Detect Already Visited Pages by Content:
This property specifies whether visited pages should be detected by content. This ensures that pages with different URLs but identical content are not crawled again. For instance, http://www.yourdomain.com/ and http://www.yourdomain.com/index.html may point to the same page even though the URLs are different.

Output Tab

Output the Input Page:
This property specifies whether the first page should be output. If enabled, the output of the first iteration (iteration 1) equals the input.
Output Page Again if Changed:
This property specifies whether a given page should be output again if clicking or moving the mouse over some tag does not result in a page load. For instance, moving the mouse over an item that opens a popup menu will not result in a page load, so if you want to process the page with the popup menu visible, this property must be checked. Note that regardless of the value of this property, the page is always crawled again to detect any added tags.
Show Overview Page:
This property specifies whether to open a new window showing an overview page. The overview page contains a list of the URLs from each step up to the current point of the crawling. The URLs of pages that were visited but not output are shown in gray.
Store Current Depth Here:
This property specifies a variable into which the current depth is stored.
Store Current Path Here:
This property specifies a variable into which the current path is stored. The elements of the path are separated by semicolon, where each element consists of a space-separated list of the URLs at the current point of the crawling.

Examples

How to Crawl an Entire Site

In this example, we wish crawl an entire site.
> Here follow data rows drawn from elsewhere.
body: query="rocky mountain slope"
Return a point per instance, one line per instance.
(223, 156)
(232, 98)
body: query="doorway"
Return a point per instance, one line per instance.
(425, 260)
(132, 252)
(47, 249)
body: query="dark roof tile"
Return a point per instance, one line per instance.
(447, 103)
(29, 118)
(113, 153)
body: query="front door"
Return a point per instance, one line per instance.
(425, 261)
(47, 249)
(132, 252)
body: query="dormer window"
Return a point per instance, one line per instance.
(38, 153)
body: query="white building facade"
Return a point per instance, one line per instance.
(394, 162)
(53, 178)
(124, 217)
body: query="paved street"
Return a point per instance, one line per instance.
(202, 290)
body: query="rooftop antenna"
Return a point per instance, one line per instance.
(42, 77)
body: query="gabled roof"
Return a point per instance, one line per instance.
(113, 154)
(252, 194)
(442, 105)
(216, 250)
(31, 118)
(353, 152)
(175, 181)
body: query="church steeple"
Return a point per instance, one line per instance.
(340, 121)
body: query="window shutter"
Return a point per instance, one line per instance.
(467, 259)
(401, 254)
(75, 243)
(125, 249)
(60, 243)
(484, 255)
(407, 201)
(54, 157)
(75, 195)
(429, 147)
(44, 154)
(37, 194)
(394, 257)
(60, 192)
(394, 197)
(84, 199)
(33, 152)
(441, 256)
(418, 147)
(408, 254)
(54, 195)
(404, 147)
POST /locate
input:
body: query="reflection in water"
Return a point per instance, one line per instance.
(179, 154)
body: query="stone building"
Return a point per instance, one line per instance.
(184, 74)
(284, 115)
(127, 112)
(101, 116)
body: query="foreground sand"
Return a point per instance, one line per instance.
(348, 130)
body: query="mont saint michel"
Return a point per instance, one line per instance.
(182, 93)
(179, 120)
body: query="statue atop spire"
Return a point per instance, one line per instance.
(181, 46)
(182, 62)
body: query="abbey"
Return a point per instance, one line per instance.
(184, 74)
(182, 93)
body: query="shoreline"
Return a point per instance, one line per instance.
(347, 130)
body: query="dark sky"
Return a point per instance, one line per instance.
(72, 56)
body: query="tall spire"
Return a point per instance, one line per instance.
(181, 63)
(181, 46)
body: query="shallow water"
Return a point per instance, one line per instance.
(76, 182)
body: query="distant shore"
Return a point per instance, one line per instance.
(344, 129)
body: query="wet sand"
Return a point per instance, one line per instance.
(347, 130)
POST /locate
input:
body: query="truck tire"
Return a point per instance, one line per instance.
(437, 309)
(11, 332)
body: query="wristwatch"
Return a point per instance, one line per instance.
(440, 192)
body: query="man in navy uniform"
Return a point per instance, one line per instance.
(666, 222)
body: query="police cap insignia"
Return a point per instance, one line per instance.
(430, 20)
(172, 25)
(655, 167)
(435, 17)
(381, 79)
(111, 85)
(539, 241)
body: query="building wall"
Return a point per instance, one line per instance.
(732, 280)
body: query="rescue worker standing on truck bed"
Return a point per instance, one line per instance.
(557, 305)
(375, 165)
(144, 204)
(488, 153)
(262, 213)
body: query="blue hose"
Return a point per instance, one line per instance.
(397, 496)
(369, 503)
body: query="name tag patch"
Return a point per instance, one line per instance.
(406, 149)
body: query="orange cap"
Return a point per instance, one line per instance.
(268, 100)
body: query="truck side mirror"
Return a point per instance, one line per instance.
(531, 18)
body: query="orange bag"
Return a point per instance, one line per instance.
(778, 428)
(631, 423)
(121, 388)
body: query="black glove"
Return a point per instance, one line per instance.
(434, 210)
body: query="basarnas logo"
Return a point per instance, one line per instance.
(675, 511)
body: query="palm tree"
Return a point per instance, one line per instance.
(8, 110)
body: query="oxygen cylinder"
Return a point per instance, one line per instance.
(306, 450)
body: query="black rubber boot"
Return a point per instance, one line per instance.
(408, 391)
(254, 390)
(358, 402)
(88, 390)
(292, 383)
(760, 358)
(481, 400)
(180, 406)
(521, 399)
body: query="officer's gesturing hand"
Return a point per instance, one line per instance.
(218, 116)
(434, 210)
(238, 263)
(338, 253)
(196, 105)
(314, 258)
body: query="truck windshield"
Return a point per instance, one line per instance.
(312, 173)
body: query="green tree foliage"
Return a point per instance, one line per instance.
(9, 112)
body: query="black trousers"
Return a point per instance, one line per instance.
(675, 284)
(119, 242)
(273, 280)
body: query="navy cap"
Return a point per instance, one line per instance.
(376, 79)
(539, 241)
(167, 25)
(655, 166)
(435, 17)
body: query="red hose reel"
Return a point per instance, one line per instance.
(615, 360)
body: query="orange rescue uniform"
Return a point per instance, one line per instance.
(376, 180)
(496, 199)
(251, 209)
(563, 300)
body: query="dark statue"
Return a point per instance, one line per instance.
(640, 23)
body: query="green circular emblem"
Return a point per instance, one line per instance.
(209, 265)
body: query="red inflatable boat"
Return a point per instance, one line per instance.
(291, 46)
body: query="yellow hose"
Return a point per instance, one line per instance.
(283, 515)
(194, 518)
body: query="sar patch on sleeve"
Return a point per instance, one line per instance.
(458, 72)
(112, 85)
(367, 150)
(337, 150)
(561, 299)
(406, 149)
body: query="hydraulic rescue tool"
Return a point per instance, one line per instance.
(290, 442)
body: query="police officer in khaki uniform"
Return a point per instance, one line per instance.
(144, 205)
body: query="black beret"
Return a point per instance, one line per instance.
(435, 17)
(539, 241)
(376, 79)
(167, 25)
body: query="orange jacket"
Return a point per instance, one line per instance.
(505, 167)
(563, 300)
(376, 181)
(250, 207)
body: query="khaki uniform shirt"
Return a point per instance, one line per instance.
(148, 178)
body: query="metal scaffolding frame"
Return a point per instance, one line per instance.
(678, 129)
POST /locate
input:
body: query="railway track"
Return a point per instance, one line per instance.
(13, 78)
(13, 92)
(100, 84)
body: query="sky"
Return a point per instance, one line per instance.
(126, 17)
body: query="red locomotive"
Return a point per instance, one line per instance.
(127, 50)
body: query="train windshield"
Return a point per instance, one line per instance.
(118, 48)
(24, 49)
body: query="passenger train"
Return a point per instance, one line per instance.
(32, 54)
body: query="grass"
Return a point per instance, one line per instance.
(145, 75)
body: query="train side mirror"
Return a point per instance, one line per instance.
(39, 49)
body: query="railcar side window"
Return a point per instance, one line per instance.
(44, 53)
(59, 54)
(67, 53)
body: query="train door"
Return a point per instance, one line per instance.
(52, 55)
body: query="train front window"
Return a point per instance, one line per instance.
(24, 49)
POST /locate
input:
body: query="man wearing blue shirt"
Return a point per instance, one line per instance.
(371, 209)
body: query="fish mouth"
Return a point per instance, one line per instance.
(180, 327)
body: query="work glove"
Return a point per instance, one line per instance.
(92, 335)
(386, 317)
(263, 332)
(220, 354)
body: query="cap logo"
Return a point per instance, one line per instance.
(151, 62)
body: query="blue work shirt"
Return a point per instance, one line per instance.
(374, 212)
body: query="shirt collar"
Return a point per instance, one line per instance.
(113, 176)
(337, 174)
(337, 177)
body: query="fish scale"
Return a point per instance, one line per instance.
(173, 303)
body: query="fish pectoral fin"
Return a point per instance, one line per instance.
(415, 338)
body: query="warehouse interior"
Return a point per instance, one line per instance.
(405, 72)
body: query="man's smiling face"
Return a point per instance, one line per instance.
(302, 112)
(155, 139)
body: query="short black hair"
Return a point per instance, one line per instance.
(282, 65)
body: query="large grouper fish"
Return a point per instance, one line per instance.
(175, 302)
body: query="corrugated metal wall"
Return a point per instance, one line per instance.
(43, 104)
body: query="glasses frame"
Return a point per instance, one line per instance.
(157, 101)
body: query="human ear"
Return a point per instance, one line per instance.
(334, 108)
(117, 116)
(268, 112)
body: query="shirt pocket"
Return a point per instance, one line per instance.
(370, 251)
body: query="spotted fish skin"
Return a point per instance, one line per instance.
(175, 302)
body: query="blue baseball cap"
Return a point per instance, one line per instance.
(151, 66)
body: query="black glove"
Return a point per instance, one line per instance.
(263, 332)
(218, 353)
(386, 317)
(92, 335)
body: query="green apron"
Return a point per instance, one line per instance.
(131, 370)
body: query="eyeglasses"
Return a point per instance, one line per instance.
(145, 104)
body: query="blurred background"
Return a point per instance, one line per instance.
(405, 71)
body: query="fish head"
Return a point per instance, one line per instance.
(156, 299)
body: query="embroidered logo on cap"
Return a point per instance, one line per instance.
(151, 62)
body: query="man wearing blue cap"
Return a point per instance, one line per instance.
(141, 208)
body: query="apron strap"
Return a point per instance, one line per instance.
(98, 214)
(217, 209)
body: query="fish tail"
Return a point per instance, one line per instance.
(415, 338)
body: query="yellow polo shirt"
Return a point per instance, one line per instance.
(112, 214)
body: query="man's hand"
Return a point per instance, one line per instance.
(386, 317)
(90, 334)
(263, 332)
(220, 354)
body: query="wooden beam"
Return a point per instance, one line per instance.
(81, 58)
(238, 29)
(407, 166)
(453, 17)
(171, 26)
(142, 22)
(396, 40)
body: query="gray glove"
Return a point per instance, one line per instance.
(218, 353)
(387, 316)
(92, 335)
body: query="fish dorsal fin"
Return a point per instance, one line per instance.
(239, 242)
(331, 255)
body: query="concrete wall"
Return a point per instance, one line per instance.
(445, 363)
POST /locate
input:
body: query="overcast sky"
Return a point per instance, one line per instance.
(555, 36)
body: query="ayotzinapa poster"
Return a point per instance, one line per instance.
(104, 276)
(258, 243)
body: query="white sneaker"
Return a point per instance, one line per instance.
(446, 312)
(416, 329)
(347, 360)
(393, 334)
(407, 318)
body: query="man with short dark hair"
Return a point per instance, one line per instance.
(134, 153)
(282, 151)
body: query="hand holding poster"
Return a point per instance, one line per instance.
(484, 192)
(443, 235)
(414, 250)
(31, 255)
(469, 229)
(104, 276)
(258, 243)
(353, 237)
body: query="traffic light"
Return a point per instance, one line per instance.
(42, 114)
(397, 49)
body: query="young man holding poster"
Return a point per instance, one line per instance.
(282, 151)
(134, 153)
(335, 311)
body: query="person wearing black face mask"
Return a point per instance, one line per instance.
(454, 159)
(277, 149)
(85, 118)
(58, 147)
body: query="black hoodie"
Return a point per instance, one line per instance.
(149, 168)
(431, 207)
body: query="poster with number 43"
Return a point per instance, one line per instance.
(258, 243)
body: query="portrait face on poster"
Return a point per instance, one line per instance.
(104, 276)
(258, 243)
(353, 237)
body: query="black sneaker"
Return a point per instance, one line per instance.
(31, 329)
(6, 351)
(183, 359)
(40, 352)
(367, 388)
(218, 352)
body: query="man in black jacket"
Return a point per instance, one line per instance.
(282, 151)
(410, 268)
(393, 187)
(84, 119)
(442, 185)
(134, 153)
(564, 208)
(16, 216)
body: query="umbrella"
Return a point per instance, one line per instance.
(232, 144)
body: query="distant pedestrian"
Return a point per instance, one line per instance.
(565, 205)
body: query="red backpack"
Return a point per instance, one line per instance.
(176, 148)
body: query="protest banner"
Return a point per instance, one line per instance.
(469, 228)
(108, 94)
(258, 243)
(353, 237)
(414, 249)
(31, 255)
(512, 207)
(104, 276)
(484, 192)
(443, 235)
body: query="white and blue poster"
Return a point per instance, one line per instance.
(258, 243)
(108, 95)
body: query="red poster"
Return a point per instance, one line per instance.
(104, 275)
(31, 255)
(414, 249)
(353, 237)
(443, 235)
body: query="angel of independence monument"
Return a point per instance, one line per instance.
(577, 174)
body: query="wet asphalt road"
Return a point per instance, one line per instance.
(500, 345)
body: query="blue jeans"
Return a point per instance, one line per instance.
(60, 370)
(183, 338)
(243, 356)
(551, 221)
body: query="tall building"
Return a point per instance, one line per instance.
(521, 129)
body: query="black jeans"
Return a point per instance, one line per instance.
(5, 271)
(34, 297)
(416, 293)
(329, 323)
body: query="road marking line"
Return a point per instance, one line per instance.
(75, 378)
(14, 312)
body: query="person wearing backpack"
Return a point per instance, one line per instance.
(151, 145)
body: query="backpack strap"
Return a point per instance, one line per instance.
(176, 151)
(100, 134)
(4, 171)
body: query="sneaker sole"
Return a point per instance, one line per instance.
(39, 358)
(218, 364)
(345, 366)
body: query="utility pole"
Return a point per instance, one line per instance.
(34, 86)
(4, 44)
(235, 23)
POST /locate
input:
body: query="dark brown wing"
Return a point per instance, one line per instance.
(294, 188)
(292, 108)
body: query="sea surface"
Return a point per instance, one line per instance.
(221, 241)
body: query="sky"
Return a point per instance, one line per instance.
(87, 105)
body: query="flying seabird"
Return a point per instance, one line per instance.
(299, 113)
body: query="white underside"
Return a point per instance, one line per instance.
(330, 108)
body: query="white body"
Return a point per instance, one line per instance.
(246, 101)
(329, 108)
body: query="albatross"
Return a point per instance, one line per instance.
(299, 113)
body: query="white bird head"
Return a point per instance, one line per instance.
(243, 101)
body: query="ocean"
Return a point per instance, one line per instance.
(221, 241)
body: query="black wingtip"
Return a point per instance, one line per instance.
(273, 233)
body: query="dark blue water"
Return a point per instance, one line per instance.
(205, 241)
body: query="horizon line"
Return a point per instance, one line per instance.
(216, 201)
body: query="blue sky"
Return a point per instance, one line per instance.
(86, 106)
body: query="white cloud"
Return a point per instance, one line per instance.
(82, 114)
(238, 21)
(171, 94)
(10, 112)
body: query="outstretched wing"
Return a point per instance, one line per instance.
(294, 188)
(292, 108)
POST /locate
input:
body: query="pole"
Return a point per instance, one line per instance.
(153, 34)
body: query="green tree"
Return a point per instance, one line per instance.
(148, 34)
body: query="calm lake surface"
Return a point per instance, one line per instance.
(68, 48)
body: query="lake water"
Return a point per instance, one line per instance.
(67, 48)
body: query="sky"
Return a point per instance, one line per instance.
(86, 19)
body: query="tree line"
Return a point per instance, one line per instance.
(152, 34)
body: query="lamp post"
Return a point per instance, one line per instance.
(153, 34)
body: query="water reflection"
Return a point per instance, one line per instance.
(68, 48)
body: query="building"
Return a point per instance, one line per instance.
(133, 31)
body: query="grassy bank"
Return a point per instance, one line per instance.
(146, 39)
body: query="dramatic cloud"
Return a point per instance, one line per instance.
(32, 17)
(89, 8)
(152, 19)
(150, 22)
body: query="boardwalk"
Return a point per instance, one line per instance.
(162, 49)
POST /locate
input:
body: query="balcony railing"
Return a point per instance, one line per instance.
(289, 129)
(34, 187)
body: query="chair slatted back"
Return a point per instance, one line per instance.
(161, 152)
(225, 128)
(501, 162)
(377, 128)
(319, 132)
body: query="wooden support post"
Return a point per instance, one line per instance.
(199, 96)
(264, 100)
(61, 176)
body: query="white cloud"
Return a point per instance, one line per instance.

  1. Add a step with the Load Page action that loads the main page.
  2. Add a new step and choose the Crawl Pages action.
  3. On the Rules tab, add a Crawling Rule that applies to all pages in the site, e.g. by specifying the domain that the pages belong to or by making a pattern that the URL should match. For these pages, the rule should specify "Crawl Entire Page" and "Output the Page".
  4. On the Rules tab, set the "For all Other Pages" property to "Do Not Crawl".
  5. After the step with the Crawl Pages action, add steps to handle each page, e.g. by extracting information into returned variables.

How to Crawl a Popup Menu

In this example, we wish to discover all the pages that a popup menu links directly to. We do not wish to continue crawling from these pages.

  1. Add a step with the Load Page action that loads the main page.
  2. Add a new step and choose the Crawl Pages action.
  3. Select the menu bar as named tag.
  4. Notice that the "Automatically Handle Popup Menus" option on the Crawling tab is checked.
  5. On the Rules tab, add a Crawling Rule saying that for "All URLs" we "Do Not Crawl", but "Output the Page".
  6. After the step with the Crawl Pages action, add steps to handle each page, e.g. by extracting information into returned variables.